I keep running across more and more stuff that is just begging to be torn apart. It’s like I’m 5 years old all over again, except this time I have screwdrivers instead of just rocks and sticks. Anyway, this time around, I tore down my roommate’s Canon Powershot SX100IS camera. It’s been having some issues with a stuck shutter, so we tried to pull it apart and fix it. Following are the results of that attempt:
First off, there were about 10 or so screws to remove from the outside of the case. Some were hidden in the battery compartment, others underneath a little removable trim panel, others in the little port flap on the side. They’re tricky to find, so don’t start prying at the case until you’re sure you’ve pulled all the screws.
The SX100IS has a cool little memory backup battery that just slides into the side of the camera that can be seen above the pile of screws in the pic above.
The camera has a little side trim piece that’s hiding another couple of screws that hold the front and back of the camera on. Once those screws are removed, it’s possible to pop the entire front of the camera off. First, though, you have to pop off the top of the camera, which should be loose at this point if you pulled all the other screws from the outside.
After pulling the top off, you can remove the front plastic piece:
Here’s what the inside of the front of the camera looks like:
You can see the flash board off to the side of the lens, and the lens motor on the other side. After the front is off, the back can be pulled in a similar manner, but watch out for the flex cable connecting the buttons on the back to the PCB.
In our quest to remove the lens assembly, I decided it was a good idea to pull the LCD and the pcb off of the back of the camera. The LCD has two connectors, one for the backlight, and one for the LCD data… make sure to disconnect both before pulling the LCD.
After removing the LCD and the PCB, it is possible to see the back of the CCD assembly:
Next I yoinked off the flash driver board on the front of the camera to see if there was any way to get at the lens mechanism that way.
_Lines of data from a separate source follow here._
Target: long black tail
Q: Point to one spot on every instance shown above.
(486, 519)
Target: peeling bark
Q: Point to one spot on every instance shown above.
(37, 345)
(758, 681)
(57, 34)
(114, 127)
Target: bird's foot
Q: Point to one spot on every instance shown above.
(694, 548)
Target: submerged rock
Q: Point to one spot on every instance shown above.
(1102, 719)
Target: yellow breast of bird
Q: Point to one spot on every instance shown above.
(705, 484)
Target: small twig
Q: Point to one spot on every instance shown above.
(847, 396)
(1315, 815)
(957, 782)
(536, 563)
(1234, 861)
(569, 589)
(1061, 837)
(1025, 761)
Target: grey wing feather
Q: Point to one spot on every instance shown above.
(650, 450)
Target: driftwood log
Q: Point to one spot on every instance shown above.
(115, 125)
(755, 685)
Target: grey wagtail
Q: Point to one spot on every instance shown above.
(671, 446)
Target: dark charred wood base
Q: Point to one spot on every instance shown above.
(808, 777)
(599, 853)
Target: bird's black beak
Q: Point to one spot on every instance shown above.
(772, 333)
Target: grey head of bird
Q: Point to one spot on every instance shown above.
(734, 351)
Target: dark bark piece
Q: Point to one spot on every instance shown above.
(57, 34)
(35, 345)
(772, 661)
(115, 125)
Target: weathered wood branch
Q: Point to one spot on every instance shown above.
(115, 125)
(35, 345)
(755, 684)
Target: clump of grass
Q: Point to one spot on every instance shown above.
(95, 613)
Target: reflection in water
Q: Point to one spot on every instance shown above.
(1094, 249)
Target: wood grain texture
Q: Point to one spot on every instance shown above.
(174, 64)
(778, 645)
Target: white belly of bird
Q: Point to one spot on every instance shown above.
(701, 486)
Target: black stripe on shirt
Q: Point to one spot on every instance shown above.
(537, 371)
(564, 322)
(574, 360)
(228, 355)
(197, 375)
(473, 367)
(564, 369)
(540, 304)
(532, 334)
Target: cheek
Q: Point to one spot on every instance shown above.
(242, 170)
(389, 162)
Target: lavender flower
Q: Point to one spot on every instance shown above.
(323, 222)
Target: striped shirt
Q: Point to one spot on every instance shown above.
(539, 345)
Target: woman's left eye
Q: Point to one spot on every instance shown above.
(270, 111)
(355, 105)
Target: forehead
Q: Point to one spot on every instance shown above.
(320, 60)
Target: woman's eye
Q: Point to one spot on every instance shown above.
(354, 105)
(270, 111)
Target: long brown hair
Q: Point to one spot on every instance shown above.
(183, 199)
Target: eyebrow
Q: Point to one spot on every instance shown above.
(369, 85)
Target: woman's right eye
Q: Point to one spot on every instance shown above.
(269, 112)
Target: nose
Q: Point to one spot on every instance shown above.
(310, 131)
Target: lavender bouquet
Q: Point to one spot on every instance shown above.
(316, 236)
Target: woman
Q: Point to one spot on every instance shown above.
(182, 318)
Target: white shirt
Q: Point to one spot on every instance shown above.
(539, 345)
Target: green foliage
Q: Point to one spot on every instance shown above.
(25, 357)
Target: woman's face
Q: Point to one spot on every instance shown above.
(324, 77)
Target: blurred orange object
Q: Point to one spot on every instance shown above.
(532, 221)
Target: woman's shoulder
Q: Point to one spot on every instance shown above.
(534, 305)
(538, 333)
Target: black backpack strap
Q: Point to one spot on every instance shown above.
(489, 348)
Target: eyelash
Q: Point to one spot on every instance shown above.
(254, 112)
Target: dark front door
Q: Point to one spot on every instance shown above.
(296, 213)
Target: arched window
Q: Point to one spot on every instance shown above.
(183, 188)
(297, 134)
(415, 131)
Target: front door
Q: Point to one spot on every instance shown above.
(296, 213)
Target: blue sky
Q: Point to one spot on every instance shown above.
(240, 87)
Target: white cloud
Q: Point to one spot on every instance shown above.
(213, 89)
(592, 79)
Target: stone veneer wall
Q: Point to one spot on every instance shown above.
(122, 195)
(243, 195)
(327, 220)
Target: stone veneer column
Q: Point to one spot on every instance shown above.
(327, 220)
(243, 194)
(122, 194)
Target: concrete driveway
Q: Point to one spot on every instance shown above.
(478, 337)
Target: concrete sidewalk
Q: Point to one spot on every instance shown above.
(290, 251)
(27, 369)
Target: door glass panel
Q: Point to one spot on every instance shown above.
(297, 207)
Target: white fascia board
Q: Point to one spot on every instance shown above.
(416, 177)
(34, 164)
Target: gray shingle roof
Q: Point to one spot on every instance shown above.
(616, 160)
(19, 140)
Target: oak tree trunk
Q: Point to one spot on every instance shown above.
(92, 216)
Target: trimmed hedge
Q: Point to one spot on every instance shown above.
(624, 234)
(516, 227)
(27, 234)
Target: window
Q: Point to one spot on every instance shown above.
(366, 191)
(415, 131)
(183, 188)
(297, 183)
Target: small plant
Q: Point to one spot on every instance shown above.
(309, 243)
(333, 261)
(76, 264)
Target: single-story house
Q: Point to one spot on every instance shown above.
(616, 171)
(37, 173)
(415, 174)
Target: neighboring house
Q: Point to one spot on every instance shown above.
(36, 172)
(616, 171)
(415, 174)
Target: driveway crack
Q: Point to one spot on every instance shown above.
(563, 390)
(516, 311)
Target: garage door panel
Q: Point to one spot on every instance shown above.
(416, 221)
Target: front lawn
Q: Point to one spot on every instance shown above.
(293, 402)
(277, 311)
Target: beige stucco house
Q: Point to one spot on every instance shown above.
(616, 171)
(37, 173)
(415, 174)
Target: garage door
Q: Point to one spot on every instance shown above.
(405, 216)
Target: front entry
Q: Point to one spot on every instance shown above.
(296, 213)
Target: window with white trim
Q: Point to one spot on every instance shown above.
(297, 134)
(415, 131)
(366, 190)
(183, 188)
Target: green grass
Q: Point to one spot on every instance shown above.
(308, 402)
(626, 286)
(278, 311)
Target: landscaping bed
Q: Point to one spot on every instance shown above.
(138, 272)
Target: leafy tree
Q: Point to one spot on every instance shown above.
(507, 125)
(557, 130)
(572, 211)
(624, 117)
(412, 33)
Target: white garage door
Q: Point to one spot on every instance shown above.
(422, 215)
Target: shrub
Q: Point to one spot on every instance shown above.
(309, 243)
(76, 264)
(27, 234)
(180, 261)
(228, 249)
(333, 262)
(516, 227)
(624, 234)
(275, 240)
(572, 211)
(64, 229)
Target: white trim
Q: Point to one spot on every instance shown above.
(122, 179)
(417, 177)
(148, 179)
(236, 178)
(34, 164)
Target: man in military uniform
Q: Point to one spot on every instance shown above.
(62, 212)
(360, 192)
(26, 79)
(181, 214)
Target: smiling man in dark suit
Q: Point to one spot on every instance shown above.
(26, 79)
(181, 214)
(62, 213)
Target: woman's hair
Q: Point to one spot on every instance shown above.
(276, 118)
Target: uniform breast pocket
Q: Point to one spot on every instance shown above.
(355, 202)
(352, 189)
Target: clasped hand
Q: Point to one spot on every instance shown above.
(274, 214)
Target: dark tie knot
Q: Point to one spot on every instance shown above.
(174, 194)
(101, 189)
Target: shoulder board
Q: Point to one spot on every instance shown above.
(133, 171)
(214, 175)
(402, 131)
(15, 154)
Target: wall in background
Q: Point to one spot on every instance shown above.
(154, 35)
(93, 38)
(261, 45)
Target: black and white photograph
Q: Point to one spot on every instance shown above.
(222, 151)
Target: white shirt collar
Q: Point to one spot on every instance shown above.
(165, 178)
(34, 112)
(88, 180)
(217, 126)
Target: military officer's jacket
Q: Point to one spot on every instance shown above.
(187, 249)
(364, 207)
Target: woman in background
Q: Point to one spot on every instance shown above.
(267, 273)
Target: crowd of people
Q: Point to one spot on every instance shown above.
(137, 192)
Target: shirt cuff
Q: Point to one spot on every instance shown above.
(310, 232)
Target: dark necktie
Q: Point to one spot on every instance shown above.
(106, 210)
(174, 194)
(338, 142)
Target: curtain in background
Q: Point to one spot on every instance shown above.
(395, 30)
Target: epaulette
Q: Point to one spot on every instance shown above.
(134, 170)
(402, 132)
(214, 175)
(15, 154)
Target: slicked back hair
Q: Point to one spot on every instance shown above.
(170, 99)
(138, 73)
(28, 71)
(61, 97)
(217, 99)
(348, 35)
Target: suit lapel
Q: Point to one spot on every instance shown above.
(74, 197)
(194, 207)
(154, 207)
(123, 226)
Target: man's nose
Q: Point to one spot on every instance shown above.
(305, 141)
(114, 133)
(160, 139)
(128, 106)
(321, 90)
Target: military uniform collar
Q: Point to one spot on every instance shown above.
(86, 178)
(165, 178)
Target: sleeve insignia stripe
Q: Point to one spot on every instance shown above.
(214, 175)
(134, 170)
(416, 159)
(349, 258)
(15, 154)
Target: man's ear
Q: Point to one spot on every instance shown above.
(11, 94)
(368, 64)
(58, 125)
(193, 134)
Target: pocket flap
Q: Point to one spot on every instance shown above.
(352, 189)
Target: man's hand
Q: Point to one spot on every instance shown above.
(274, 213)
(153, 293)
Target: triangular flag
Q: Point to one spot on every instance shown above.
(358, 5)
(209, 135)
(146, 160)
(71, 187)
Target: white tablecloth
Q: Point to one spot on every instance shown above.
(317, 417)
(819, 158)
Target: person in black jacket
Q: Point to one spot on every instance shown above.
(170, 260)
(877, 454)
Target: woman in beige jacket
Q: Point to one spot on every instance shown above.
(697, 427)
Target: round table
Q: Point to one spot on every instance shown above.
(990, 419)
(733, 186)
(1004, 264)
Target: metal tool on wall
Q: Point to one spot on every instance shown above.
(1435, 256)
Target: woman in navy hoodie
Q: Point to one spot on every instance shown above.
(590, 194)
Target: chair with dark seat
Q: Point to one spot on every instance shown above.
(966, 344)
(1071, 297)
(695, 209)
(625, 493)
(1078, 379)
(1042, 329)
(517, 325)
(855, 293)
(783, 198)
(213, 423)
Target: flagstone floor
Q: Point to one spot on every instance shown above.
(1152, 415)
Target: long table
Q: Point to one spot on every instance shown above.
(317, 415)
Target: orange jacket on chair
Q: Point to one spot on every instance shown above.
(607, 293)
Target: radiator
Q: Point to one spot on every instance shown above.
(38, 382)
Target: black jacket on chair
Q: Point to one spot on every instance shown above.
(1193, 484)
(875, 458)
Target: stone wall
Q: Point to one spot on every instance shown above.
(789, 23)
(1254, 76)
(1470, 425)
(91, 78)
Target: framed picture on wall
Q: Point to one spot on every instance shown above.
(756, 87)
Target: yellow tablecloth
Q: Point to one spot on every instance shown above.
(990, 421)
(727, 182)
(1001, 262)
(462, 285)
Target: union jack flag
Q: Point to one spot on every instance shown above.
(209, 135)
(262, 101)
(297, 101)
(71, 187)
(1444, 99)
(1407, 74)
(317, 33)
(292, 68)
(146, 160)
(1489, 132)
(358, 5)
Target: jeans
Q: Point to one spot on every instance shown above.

At this point, we came to the conclusion that we weren’t getting anywhere trying to get at the shutter, so we decided it was time to put the camera back together. This was pretty straightforward, with the exception of plugging some of the flex cables back in. The trick here is that the sockets they plug into have little black parts at the front that flip down to clip the cable in place. One of these can be seen on the LCD cable below:
Anyway, those are all the pictures I took. We managed to get the camera put back together with only two extra screws! It still powers up and everything works on it, but the shutter is still broken so the whole exercise was kind of pointless, except for the educational and entertainment value.